Comfort Index Climbs as U.S. Economy Views Reach Five-Year High
Consumer confidence rose last week as an improving job market helped make Americans the least pessimistic about the economy in more than five years.
The Bloomberg Consumer Comfort Index (COMFCOMF) improved to minus 27.3 in the seven days ended July 21, matching its highest level since January 2008, from minus 28.4 the prior period. The measure tracking perceptions about the world’s biggest economy posted its biggest advance since September 2008.
Rising home and equity values this year have brightened consumers’ moods, which may help propel spending following a lull last quarter. The increase in confidence last week was broad-based with six of seven income brackets showing gains, indicating gains in employment are making households more convinced the economic expansion will be sustained.
“What we’re seeing here is consumer sentiment continuing to move in a tight range likely based on Americans’ perceptions of growing job security,” said Joseph Brusuelas, a senior economist at Bloomberg LP in New York.
A report today showed the number of Americans who filed for unemployment benefits rose last week as annual auto-plant shutdowns continued to affect the data. Initial jobless claims climbed by 7,000 to 343,000 in the period ended July 20, the Labor Department said.
Orders for durable goods climbed more than forecast in June, another report from the Commerce Department showed. Bookings for goods meant to last at least three years increased 4.2 percent, led by transportation equipment, after a revised 5.2 percent gain in May that was bigger than initially reported. The median forecast of 79 economists surveyed by Bloomberg called for a 1.4 percent advance. Unfilled orders for big-ticket goods rose the most since December 2007.
Americans showed increased confidence in the state of the economy, with the measure reaching minus 50.5, the strongest reading since January 2008, from minus 55.3 the period before.
Improved views on the economy “are key for further advances in consumer sentiment, given that they’re so much bleaker than ratings of personal finances or the buying climate,” Gary Langer, president of Langer Research Associates LLC in New York, which produces the comfort data for Bloomberg, said in a statement.
A measure of personal finances increased to 4.3 from 3.6 the week before, leaving the gauge 6.5 points below its long-term average since 1985. An index of buying conditions eased to minus 35.8 last week from minus 33.5.
An improving employment picture and historically low borrowing costs are supporting U.S. home sales, boosting consumers’ perception of their wealth as home values rise.
Purchases of new houses climbed 8.3 percent to an annualized pace of 497,000 homes, the highest level since May 2008, the Commerce Department said yesterday.

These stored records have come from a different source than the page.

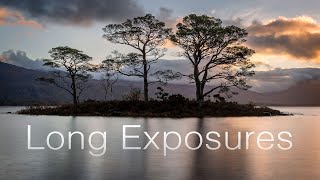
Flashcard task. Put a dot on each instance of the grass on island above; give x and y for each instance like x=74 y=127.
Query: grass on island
x=177 y=108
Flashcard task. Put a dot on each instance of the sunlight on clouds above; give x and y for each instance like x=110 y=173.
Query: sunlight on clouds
x=10 y=18
x=295 y=38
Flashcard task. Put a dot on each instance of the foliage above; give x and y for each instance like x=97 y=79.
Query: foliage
x=146 y=36
x=216 y=53
x=70 y=72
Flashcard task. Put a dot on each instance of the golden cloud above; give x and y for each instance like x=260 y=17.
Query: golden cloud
x=8 y=17
x=297 y=37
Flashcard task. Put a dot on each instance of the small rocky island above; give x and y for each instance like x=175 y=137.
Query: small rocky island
x=177 y=108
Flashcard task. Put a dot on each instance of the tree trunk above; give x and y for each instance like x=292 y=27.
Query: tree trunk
x=145 y=76
x=199 y=96
x=145 y=83
x=74 y=91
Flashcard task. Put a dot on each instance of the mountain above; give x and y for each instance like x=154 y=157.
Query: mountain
x=19 y=87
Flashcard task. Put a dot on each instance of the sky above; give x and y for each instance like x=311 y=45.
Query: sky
x=284 y=33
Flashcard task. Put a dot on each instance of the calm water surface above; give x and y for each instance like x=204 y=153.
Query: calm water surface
x=301 y=162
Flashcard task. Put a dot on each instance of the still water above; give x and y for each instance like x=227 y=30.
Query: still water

The median selling price of a new home appreciated 7.4 percent to $249,700 last month from $232,600 in June 2012.
Positive trends in the housing market are translating into gains for companies such as Whirlpool Corp. (WHR), the world’s largest appliance maker, which raised its earnings forecast for the year amid expectations for better growth in the industry.
“We see demand for replacement purchases as well as improving consumer confidence,” Marc Bitzer, president of Whirlpool North America, said in a July 19 conference call to discuss second quarter earnings. “Therefore, we expect continued growth as we progress throughout the year.”
Rising mortgage rates and increasing gas prices may temper future gains in consumer sentiment. Mortgage applications in the U.S. fell for a sixth straight week in the period ended July 19, the Mortgage Bankers Association index showed yesterday, while the cost of a gallon of regular gasoline averaged $3.67 on July 21, near the highest level in four months, according to figures from AAA, the largest U.S. motoring group.
Confidence among men rose to minus 16.6 last week, its highest since January 2008, from minus 20.7, according to today’s report. Sentiment among women declined to minus 37.3, the worst reading since April, from minus 35.6 in the prior period.
The disparity between the sexes matched its widest since the last week of 2011, and may reflect what has been a widening income gap in the comfort index as median incomes for women tend to be lower than for men, Langer said.
For households earning more the $100,000, the index was positive for a 25th straight week, rising to 18.8 from 14.9 in the prior week. The measure for households earning less than $15,000 improved to minus 66.2 from minus 69.2 a week earlier, its worst reading since January. Those making from $75,000 to $99,900 were the only ones to lose confidence last week.
Comfort among married adults last week was the strongest since January 2008, with the reading rising to minus 17.6 from minus 20.4. The index for renters improved to minus 36 from minus 40.2 the week before.
The Bloomberg Consumer Comfort Index conducts telephone surveys with a random sample of 1,000 consumers ages 18 and older. Each week, 250 respondents are asked for their views on the U.S. economy, personal finances and buying climate. The percentage of negative responses is subtracted from the share of positive views and divided by three. The most recent reading is based on the average of responses over the previous four weeks.
The comfort index can range from 100, indicating every participant in the survey had a positive response to all three components, to minus 100, signaling all views were negative.